Additionally, since its formation in Jan. 2021, Powered Brands — slated to acquire a beauty, wellness and personal care company according to a previous Glossy story — has yet to announce a merger target after 23 months. The company is led by Katherine Power, founder of Merit and Clique Brands, and Dana Settle, founding partner at venture capital firm Greycroft. Powered Brands raised more than $1.5 billion in orders by the end of its first pricing day. According to the Financial Industry Regulatory Authority, a SPAC typically must complete an acquisition within 18-24 months and must use at least 80% of its net assets for any such acquisition. If it fails to do so by January 12, 2023 — according to its 10-Q SEC filing — then it must dissolve. Greycroft declined to comment, and Power did not respond to a request for comment.

By year-end, almost $45 billion worth of special purpose acquisition companies will have been liquidated, according to SPAC Insider data. Another 450 SPACs are still looking for partners.

While some SPACs are giving up on finding deals, some have modified their targets. In Oct. 2020, Empower SPAC, held by MidOcean Partners V, was targeting consumer companies with an enterprise value of at least $750 million. It was led by retail industry veteran Matt Rubel, former CEO of Varsity Brands, Collective Brands and Cole Haan. MidOcean Partners V counted other industry veterans, like Matthew Shay from the National Retail Federation, Mindy Grossman from WW, and Kandy Anad from Molson Coors, Unilever and The Coca-Cola Company, among its team. In March 2021, Empower SPAC appeared to merge with aftermarket auto parts manufacturer Holley, valuing the company at $1.55 billion. Though Holley, as an aftermarket company, operates in the consumer space, it is a departure from the usual consumer brand one could reasonably expect. Matt Rubel declined to comment, and MidOcean Partners V did not respond to a request for comment.

“The SPAC market is very frothy and, I would argue, saturated in some ways,” said Michel Brousset, co-founder and CEO of Waldencast, during a Beauty Independent webinar in March 2021. He said that a Waldencast investor described three types of SPACs. The first is the traditional kind, put together by experienced deal makers. Then there are the operationally-efficient ones, with specific subject matter expertise and whose executives plan to stay with a company post-merger for many years. But the majority of SPACs are led by opportunists who focus on making a profit by arbitrage between the transaction and what’s called a promote. SPAC sponsors compensate themselves with a “promote,” with shares equal to 25% of the SPAC’s IPO proceeds or, equivalently, 20% of post-IPO equity.

“In our case, we’re not only operators, but [also] the incentive of the promote is not significant to us. The incentive is putting $160 million to work and [seeing] the years’ exponential growth that will be created,” he said. “You have to be unique. You have to be different. And, you have to add concrete value, because these arbitrage opportunities are not too sustainable.”

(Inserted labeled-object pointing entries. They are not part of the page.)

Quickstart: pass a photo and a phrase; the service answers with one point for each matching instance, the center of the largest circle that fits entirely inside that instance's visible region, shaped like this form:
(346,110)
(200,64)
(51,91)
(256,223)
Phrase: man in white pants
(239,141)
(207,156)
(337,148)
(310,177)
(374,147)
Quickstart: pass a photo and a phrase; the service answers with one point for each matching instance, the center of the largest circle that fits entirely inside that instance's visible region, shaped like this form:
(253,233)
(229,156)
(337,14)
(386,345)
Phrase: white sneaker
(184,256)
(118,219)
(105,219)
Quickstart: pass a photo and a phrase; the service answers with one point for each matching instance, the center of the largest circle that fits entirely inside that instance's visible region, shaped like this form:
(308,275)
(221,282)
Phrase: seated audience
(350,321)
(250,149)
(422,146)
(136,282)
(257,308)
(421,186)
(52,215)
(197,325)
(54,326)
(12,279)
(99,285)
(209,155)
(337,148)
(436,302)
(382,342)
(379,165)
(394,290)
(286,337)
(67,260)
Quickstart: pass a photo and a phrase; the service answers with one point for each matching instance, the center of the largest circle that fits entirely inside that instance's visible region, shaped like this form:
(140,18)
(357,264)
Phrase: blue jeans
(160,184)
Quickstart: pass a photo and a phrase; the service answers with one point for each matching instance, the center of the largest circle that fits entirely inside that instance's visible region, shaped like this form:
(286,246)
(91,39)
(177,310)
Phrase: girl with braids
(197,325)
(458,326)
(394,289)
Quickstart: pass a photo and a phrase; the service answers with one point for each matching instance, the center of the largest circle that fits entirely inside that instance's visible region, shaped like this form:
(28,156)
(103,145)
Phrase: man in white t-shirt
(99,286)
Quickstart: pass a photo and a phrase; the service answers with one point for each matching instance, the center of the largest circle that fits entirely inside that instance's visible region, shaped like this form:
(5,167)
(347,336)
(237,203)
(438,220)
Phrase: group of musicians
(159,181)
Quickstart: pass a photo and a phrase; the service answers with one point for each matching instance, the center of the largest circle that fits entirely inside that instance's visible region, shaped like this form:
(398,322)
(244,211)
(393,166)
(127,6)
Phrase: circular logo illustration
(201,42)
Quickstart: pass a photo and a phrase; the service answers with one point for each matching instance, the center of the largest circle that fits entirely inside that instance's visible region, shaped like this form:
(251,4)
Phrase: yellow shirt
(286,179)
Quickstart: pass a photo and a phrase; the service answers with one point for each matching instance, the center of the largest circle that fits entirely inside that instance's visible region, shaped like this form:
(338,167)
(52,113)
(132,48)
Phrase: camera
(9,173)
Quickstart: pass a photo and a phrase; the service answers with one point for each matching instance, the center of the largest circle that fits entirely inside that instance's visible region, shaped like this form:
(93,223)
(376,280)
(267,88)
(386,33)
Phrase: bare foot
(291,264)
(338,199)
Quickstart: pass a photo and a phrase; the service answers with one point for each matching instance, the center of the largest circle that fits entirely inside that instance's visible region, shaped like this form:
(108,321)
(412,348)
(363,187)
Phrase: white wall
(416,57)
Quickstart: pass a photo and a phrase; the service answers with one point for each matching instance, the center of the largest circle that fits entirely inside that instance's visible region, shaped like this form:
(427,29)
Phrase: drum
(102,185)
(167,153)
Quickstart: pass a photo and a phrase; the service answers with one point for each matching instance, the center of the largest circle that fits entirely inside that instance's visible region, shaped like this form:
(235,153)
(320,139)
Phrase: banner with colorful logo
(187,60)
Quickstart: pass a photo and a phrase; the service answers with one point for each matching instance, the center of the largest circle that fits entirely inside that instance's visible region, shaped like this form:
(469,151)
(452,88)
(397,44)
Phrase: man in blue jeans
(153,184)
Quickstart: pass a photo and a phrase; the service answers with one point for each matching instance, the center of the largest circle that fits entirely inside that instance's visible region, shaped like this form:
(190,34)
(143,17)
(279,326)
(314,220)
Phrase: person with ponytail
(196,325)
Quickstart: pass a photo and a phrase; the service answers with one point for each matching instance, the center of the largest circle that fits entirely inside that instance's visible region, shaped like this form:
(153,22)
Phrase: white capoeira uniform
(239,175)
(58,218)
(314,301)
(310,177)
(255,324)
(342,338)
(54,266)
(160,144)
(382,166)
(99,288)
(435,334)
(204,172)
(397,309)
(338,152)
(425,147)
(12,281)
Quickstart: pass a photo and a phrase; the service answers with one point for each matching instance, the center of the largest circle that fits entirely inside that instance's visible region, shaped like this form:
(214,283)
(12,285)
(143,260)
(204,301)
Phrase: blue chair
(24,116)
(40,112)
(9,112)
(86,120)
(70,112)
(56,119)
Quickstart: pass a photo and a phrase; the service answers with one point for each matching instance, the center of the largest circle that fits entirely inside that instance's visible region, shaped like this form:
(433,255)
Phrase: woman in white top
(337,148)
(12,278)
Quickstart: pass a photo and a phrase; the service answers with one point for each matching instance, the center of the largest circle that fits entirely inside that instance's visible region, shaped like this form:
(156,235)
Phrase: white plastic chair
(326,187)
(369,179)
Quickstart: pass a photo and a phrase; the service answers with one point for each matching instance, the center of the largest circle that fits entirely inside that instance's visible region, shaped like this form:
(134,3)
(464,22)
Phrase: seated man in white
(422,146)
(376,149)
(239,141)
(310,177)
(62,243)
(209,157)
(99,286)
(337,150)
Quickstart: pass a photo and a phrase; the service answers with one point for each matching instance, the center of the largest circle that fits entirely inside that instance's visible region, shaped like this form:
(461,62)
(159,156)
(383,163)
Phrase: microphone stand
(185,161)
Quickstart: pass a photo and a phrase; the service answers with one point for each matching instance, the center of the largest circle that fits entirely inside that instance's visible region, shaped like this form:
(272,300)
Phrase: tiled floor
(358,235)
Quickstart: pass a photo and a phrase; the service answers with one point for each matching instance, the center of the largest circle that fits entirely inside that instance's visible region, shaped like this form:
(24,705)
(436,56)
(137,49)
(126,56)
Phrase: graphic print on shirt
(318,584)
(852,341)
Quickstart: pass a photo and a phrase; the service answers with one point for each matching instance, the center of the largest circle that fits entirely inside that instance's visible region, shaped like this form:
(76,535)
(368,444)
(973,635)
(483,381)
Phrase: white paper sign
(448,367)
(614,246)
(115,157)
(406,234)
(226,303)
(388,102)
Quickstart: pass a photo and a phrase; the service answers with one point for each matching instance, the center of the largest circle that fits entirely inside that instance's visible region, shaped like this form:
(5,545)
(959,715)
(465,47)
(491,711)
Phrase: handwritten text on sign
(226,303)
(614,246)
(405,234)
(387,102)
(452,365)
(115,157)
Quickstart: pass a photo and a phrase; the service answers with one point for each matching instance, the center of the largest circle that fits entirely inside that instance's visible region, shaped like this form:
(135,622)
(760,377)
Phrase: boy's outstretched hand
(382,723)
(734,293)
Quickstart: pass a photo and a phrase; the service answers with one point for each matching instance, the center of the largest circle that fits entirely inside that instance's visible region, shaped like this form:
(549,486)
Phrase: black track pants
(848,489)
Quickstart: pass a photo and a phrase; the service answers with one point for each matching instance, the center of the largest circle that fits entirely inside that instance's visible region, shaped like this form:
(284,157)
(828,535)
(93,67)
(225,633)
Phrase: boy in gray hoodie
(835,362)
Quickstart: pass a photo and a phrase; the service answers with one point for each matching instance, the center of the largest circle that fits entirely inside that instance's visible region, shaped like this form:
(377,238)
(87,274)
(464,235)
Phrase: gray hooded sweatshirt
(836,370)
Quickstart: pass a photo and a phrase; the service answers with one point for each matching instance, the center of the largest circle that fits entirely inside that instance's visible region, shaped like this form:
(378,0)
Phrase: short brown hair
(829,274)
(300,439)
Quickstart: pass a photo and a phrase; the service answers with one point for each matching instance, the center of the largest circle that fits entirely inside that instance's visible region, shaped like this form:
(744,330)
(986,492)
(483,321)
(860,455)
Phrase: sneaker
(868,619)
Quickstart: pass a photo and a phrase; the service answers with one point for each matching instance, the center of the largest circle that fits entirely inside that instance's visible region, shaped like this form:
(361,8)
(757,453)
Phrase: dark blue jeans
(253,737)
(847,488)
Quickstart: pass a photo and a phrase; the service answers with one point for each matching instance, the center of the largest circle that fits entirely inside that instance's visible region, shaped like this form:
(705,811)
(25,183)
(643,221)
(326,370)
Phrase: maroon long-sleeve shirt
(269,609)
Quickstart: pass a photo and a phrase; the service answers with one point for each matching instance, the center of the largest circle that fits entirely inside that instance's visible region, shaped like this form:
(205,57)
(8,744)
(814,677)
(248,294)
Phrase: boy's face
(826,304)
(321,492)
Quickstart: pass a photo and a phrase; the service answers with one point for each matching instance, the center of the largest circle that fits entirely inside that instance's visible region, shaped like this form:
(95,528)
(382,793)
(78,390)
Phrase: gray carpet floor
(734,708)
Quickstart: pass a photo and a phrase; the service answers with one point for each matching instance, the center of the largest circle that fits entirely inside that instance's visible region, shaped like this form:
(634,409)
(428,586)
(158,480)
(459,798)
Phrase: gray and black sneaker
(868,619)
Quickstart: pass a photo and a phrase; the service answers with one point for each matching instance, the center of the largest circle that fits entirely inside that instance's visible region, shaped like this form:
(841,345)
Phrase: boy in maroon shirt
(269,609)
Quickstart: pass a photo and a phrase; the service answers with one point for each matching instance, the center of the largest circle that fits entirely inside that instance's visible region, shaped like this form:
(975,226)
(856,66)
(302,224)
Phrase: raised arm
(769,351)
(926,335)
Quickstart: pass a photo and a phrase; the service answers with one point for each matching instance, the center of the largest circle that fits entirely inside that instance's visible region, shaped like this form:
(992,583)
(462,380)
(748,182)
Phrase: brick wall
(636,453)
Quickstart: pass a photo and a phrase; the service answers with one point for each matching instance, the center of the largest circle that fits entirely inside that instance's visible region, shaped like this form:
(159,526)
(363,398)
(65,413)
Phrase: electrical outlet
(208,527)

Even so, zooming in on the performance of SPAC companies now trading publicly, called D-SPACS, shows that beauty brands are an exception, when compared to other D-SPACs. It’s similar to the ongoing resiliency of beauty companies in the public markets when times are tough.

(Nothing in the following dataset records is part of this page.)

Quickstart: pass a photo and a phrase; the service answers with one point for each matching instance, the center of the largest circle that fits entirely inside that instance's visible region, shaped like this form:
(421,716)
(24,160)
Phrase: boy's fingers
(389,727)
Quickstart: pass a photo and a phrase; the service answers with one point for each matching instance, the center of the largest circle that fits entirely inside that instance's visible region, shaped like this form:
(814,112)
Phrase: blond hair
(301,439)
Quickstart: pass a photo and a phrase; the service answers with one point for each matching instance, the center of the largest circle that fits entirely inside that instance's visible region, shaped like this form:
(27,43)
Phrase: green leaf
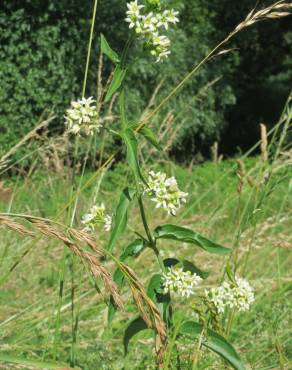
(122,110)
(118,77)
(133,249)
(147,133)
(120,218)
(132,152)
(36,364)
(185,235)
(150,137)
(107,50)
(132,329)
(214,342)
(119,279)
(187,266)
(154,287)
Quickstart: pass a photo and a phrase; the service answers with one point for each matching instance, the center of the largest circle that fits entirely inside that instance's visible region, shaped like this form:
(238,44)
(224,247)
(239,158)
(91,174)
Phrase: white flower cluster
(96,216)
(175,280)
(148,27)
(165,192)
(82,116)
(239,296)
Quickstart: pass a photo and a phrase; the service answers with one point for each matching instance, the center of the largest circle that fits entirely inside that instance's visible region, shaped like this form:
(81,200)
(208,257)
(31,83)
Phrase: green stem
(89,48)
(229,324)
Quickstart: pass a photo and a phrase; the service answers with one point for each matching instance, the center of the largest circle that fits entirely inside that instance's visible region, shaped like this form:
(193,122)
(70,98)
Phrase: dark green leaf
(150,136)
(119,280)
(132,329)
(185,235)
(146,132)
(132,152)
(214,342)
(187,266)
(122,110)
(118,77)
(120,218)
(154,287)
(107,50)
(168,262)
(133,249)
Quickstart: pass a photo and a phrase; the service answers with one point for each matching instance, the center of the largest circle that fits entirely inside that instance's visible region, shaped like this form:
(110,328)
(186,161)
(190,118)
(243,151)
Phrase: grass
(257,223)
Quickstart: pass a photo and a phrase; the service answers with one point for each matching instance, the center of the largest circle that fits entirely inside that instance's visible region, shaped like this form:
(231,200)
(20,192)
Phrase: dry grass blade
(30,135)
(15,226)
(275,11)
(146,306)
(96,268)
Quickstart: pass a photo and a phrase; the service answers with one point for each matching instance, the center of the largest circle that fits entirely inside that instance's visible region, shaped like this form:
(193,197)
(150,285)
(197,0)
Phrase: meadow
(115,254)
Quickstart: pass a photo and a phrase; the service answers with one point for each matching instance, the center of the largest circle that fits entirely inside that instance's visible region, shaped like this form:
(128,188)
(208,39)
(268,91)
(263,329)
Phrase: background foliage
(43,51)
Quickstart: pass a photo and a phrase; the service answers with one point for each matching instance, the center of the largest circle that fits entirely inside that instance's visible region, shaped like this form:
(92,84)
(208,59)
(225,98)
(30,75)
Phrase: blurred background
(43,53)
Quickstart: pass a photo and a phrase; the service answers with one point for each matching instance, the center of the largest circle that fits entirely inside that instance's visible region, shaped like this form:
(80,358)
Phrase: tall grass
(244,204)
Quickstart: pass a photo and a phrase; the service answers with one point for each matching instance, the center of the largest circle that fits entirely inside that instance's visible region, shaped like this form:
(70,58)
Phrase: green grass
(258,224)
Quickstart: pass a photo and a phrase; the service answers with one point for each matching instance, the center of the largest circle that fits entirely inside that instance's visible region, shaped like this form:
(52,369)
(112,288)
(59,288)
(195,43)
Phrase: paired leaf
(187,266)
(132,152)
(214,342)
(107,50)
(119,279)
(132,250)
(121,217)
(154,287)
(185,235)
(132,329)
(147,133)
(118,77)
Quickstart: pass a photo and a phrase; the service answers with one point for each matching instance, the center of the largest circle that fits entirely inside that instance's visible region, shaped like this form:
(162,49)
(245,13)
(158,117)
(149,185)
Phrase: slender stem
(89,48)
(229,324)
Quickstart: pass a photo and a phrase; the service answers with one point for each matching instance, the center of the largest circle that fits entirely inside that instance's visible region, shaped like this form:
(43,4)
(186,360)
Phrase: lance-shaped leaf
(214,342)
(156,294)
(154,287)
(187,266)
(132,250)
(107,50)
(147,133)
(132,329)
(132,152)
(118,77)
(185,235)
(119,279)
(120,218)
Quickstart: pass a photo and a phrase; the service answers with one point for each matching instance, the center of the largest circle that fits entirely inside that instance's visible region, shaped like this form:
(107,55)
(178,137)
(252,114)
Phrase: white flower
(95,216)
(149,23)
(160,48)
(165,192)
(148,26)
(171,16)
(175,280)
(133,14)
(82,116)
(238,296)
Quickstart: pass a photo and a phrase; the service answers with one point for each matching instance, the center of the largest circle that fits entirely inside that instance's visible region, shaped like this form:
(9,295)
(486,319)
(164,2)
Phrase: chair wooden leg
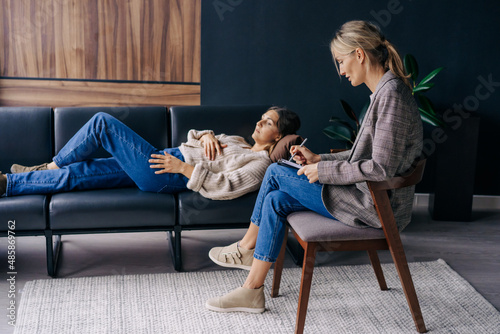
(399,257)
(378,269)
(305,286)
(278,267)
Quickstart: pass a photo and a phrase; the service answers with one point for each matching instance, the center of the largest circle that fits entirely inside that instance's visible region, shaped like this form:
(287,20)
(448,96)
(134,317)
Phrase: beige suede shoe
(15,168)
(232,256)
(239,300)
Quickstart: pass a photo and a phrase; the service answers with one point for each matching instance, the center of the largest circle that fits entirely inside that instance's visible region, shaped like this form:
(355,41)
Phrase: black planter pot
(454,169)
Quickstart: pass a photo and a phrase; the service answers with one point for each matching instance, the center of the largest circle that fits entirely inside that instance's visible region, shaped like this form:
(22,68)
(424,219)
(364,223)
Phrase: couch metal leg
(175,248)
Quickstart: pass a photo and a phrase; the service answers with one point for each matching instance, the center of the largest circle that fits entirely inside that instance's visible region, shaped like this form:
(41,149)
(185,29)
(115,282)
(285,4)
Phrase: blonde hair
(368,37)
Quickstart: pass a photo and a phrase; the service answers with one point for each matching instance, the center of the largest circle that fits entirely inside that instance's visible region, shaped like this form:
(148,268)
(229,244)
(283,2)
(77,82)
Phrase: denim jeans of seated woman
(281,193)
(128,166)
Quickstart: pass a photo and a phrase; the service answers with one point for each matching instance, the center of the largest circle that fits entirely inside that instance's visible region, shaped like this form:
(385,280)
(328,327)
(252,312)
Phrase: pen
(296,152)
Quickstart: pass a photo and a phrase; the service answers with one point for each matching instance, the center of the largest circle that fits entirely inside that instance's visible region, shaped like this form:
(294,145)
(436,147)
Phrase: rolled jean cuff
(256,222)
(263,258)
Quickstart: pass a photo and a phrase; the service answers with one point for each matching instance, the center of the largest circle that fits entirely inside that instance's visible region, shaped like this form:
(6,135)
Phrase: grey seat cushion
(313,227)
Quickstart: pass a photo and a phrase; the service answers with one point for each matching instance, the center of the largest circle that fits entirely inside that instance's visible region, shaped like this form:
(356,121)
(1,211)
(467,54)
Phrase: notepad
(287,163)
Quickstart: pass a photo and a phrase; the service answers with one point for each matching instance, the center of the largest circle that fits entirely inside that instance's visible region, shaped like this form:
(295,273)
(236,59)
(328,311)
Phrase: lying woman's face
(266,130)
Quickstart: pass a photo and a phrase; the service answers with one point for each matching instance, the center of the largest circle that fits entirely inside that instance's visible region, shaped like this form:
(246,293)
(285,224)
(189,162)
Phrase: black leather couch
(34,135)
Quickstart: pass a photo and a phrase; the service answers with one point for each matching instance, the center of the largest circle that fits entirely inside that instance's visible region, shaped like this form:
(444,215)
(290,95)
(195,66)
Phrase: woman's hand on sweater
(311,171)
(212,146)
(167,163)
(304,156)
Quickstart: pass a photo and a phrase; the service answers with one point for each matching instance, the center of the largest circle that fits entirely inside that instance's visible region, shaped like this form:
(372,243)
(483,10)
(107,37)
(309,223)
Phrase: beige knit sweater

At the time of this reporting, Waldencast stock sat at $9.01, a decline of 8.9% from its IPO price of $9.85. Hims & Hers stock price was $6.47, a decline of 40.9% from its IPO of $9.80. And Beauty Health Company was at $8.98, a decline of 12.8% from its IPO of $10.21. That may seem like poor stock performance, but compared to the S&P 500, which have declined 20% year-to-date, those companies have mostly bucked the trend. And the 56 companies that went through a traditional IPO in 2022 are down 45.6% collectively, said Clayton.

“The conversation on the outside is, ‘Look at how terrible SPACs are doing; the house is on fire.’ But from the inside, the teams that have been doing this for many years are not too worried about it,” said Clayton. “The wider market goes through cycles, and it gets harder and easier at different times.”

And SPACs in the beauty space aren’t dead by any means. AR software company Perfect Corp., popular among beauty brands, went public via SPAC in October.